The epithelial-to-mesenchymal transition (EMT) is a de-differentiation process that has been implicated in metastasis and the generation of cancer initiating cells (CICs) in solid tumors. To examine EMT in non-small cell lung cancer (NSCLC), we utilized a three dimensional (3D) cell culture system in which cells were co-stimulated with tumor necrosis factor alpha (TNF) and transforming growth factor beta (TGFβ). NSCLC spheroid cultures display elevated expression of EMT master-switch transcription factors, TWIST1, SNAI1/Snail1, SNAI2/Slug and ZEB2/Sip1, and are highly invasive. Mesenchymal NSCLC cultures show CIC characteristics, displaying elevated expression of transcription factors KLF4, SOX2, POU5F1/Oct4, MYCN, and KIT. As a result, these putative CIC display a cancer “stem-like” phenotype by forming lung metastases under limiting cell dilution.

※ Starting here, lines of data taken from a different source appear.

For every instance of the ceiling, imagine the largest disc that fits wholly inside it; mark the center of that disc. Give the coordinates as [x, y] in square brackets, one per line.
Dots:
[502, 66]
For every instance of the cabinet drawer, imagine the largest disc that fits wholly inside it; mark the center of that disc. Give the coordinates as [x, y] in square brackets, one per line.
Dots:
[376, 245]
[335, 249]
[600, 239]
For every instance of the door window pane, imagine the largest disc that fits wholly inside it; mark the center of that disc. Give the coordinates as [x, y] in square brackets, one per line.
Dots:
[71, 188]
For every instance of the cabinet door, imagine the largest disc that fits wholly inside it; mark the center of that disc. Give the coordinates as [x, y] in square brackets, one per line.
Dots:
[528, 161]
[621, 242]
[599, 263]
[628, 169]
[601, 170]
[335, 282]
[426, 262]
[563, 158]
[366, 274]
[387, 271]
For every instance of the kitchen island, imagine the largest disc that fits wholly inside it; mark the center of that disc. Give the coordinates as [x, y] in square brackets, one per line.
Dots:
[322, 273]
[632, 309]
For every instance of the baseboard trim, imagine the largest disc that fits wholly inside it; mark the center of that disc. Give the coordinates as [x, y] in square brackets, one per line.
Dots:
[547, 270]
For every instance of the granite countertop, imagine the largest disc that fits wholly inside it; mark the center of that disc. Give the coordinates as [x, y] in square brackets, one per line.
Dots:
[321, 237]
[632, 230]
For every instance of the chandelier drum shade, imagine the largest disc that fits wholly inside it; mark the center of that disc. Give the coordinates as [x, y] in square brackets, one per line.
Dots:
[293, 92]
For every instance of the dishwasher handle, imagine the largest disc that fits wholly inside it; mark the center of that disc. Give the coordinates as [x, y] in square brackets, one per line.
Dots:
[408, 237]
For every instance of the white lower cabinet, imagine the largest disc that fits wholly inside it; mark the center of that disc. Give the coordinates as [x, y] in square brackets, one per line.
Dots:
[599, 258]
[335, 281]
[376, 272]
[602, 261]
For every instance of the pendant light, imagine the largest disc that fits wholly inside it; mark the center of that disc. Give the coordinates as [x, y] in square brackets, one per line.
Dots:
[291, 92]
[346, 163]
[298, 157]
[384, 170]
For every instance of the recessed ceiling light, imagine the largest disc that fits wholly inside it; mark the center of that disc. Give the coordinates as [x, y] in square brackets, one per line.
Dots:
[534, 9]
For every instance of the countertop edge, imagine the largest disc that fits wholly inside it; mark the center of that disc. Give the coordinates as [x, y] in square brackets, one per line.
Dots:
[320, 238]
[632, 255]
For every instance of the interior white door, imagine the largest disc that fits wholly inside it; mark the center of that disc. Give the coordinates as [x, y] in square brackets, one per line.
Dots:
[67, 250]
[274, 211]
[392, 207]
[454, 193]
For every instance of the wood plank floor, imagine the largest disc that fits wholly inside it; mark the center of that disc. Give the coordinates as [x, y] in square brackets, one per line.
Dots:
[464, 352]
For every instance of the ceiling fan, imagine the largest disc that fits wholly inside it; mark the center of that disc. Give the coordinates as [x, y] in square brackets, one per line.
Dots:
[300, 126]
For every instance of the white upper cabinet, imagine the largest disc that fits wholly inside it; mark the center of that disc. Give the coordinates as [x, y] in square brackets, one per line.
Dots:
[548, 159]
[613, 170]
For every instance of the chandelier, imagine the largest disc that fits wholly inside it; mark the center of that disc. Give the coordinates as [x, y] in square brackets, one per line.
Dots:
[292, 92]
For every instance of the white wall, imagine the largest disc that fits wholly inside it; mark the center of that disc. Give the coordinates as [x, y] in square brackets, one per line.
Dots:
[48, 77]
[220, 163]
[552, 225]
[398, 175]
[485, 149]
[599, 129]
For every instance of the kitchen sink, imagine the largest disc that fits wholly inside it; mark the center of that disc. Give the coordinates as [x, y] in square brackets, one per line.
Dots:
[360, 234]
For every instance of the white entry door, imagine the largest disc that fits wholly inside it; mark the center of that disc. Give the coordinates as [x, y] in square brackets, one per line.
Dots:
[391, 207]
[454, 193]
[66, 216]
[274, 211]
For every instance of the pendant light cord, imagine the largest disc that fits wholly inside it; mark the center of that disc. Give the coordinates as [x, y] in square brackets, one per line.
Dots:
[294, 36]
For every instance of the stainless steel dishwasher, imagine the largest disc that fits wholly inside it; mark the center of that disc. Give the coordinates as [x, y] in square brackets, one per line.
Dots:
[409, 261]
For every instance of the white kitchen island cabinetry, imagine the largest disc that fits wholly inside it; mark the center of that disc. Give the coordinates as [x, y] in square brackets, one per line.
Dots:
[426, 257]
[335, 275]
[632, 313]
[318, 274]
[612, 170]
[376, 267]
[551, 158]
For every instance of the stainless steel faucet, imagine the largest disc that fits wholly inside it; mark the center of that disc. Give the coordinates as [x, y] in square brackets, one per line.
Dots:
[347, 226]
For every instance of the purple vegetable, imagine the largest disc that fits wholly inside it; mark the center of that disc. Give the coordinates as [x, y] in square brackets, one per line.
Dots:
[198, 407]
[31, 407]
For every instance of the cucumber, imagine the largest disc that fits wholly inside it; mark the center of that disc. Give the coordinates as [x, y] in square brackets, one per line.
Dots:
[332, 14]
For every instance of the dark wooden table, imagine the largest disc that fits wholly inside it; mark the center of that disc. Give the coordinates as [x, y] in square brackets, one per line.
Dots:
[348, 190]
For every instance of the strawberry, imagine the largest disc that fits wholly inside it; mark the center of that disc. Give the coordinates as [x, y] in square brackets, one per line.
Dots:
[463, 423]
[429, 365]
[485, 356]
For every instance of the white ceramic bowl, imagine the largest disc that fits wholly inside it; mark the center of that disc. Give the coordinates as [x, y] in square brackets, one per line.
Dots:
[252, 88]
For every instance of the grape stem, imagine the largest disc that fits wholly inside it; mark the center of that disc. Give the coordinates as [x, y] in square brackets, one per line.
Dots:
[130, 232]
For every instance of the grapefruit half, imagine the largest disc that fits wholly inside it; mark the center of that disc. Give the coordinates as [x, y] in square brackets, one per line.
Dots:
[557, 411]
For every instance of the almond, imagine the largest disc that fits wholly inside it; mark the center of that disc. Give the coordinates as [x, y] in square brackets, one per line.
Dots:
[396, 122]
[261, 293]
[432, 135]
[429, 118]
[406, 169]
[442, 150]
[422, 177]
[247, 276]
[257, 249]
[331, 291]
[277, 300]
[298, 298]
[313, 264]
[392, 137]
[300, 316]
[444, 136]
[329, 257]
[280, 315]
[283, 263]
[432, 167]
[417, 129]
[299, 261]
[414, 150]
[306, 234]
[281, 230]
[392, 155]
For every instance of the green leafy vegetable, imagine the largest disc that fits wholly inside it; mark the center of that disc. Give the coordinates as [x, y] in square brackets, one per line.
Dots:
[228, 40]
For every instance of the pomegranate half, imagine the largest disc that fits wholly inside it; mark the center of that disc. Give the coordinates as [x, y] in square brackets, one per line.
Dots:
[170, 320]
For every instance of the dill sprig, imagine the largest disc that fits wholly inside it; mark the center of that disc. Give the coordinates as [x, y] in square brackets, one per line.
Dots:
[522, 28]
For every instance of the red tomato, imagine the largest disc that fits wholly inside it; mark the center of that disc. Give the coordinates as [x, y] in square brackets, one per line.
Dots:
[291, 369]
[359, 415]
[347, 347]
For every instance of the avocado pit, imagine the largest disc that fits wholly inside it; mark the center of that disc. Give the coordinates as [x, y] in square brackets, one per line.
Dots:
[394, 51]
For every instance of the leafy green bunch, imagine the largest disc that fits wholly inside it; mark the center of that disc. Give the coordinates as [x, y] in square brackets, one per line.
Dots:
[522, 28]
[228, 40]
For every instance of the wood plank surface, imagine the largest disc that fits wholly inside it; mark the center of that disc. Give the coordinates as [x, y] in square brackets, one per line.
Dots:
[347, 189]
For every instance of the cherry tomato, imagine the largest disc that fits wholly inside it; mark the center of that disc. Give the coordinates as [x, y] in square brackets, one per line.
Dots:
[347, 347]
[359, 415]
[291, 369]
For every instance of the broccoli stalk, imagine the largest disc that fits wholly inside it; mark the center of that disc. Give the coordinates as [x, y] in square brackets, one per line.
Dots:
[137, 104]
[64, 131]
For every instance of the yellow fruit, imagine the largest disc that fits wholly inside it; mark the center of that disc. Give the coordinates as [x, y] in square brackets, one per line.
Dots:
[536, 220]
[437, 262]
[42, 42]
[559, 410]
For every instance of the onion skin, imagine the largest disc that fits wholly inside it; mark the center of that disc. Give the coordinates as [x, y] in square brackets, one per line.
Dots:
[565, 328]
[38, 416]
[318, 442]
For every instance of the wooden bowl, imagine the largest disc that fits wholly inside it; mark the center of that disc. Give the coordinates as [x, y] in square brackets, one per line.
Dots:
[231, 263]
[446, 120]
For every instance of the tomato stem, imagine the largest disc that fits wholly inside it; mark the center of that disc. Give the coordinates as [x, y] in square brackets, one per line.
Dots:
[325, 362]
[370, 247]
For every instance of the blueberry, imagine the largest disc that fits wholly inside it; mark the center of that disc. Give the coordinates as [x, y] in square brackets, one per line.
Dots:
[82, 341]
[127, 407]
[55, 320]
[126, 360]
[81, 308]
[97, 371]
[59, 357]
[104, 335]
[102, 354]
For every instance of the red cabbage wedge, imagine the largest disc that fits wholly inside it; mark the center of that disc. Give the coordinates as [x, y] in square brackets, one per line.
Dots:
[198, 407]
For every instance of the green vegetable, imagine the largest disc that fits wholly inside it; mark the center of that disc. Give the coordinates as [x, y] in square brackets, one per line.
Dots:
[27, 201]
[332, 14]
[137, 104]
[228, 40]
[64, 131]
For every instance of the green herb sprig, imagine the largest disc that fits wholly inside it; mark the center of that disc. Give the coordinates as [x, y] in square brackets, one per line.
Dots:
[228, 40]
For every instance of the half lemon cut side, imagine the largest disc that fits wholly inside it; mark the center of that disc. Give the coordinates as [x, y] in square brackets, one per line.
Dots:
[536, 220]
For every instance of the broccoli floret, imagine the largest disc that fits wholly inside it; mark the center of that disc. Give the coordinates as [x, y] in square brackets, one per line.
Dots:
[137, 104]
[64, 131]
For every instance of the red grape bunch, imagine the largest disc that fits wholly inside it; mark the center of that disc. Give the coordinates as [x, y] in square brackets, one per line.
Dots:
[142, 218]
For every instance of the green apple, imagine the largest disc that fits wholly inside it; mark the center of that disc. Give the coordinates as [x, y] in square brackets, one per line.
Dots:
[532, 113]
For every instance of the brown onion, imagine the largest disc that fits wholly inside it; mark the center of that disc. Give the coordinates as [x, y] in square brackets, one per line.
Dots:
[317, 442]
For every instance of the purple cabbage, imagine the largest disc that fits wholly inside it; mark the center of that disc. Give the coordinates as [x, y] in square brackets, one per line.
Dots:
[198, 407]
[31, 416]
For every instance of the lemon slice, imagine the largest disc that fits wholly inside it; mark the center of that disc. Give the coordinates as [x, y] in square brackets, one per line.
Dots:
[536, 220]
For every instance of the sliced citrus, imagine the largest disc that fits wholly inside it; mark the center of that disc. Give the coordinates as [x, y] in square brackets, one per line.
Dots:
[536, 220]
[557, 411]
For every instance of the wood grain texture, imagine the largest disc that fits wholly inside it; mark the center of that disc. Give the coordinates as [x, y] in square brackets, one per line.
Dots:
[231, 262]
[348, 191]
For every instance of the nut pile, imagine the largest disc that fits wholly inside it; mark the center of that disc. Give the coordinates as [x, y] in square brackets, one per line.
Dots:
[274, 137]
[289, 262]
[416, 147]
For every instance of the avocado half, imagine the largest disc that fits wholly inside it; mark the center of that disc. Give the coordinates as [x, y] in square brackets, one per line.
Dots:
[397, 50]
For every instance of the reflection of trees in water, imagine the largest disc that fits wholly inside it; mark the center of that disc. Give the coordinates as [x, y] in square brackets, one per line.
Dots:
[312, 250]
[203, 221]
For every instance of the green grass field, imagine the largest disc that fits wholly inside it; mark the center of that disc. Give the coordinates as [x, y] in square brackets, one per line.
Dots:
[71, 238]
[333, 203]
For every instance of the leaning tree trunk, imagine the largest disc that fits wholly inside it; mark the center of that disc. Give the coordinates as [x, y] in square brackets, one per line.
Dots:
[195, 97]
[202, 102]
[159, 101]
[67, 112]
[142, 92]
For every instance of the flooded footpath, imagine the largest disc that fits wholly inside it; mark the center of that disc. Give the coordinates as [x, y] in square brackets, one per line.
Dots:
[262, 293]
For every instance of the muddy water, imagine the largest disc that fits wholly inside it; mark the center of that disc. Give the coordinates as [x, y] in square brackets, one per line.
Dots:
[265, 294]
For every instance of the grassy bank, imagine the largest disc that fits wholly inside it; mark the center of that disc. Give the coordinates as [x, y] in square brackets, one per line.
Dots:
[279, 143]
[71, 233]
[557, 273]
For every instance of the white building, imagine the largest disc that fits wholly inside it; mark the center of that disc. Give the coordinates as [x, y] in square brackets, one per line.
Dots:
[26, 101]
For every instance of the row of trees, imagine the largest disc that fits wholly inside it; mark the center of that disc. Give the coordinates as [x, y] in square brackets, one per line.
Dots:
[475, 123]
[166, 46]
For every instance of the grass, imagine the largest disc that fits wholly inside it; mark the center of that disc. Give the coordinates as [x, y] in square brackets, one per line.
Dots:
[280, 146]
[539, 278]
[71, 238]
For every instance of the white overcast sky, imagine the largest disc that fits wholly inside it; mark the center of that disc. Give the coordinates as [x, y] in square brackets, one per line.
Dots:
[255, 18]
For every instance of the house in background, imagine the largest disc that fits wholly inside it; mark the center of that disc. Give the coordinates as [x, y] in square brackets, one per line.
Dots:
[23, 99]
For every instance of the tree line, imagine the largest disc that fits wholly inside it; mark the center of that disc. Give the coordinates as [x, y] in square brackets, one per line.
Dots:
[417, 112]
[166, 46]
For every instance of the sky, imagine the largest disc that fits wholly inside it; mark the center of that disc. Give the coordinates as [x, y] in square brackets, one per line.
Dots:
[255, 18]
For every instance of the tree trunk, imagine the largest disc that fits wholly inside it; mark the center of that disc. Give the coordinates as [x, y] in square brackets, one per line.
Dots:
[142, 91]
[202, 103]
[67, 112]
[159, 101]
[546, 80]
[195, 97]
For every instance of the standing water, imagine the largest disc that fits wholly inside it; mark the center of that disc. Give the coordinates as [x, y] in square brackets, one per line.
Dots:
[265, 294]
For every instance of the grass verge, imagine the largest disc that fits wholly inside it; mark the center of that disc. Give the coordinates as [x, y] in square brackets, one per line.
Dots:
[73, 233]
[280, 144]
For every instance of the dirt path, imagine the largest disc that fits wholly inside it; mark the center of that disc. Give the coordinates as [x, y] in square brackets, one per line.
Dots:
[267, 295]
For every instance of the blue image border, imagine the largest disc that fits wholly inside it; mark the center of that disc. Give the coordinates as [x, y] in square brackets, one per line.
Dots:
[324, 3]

The pleiotropic transcription factor, NF-κB, has been implicated in EMT and metastasis. Thus, we set out to develop a NSCLC model to further characterize the role of NF-κB activation in the development of CICs. Here, we demonstrate that induction of EMT in 3D cultures results in constitutive NF-κB activity. Furthermore, inhibition of NF-κB resulted in the loss of TWIST1, SNAI2, and ZEB2 induction, and a failure of cells to invade and metastasize. Our work indicates that NF-κB is required for NSCLC metastasis, in part, by transcriptionally upregulating master-switch transcription factors required for EMT.